The Chestnuts of Christmas
Consider that in Ascap’s annual ranking of the 25 most-performed holiday songs, oldies but goodies dominate. [...]
[...] Why are we stuck in such a musical time warp? The answer may have less to do with our nostalgic leanings than the Ascap list implies.
Plenty of new Christmas songs are written and recorded every year by established artists [...]. But these tunes hardly ever work their way into the public ear through avenues like shopping-mall background music, soundtracks to television holiday specials or, perhaps most significantly, the playlists of the many radio stations that switch to an all-holiday format after Thanksgiving.
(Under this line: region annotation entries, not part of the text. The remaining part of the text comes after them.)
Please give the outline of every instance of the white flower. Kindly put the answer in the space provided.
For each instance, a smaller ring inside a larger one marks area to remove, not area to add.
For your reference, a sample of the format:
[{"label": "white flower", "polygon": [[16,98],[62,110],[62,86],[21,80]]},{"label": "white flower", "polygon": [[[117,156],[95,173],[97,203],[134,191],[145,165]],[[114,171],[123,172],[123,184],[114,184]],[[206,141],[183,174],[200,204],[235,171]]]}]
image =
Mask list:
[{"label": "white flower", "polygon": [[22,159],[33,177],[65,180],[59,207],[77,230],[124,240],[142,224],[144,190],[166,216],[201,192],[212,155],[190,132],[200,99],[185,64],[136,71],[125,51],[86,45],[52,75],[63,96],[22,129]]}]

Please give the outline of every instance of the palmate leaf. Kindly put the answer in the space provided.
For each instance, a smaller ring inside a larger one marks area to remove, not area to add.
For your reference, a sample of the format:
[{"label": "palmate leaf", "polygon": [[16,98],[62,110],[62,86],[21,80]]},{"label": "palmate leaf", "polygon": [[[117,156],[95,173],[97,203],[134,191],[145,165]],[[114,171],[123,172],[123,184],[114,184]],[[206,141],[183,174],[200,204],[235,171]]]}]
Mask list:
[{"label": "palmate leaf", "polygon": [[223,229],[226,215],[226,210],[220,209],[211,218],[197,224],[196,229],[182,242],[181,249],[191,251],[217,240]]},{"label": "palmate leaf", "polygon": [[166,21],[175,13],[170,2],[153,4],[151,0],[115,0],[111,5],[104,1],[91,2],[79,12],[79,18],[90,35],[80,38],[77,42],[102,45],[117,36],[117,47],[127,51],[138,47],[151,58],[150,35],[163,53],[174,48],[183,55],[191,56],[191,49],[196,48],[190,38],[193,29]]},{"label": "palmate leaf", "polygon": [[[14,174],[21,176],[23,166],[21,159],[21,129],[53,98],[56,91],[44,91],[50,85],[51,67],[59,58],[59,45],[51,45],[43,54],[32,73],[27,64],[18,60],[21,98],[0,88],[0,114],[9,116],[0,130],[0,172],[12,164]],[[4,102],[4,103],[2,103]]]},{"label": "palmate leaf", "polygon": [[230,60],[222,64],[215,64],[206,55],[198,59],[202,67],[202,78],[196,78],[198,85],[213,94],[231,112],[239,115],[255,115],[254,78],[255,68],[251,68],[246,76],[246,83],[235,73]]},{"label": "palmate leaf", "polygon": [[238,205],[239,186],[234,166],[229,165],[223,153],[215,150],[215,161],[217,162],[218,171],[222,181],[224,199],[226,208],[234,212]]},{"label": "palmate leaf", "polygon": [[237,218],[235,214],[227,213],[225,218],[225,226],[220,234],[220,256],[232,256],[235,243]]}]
Part of the problem is that the rules of the modern-day recording industry dictate that a song must indeed be “worked” - that is, positioned with stations - over weeks, if not months. The Christmas season doesn’t afford such a generous allotment of time, so labels simply spare themselves the effort.
But even if a label were to make the big push, it would still find itself catering to a small piece of the pie. That’s because audiences these days are deeply divided by genre. [...] Billboard magazine, which began tracking popular songs in earnest in the 30’s, didn’t even introduce a separate country music chart until 1944. The trade journal now has more than 40 charts, covering everything from rock to rap, classical crossover to contemporary jazz.
Sounds like an argument for some new models in music distribution to me.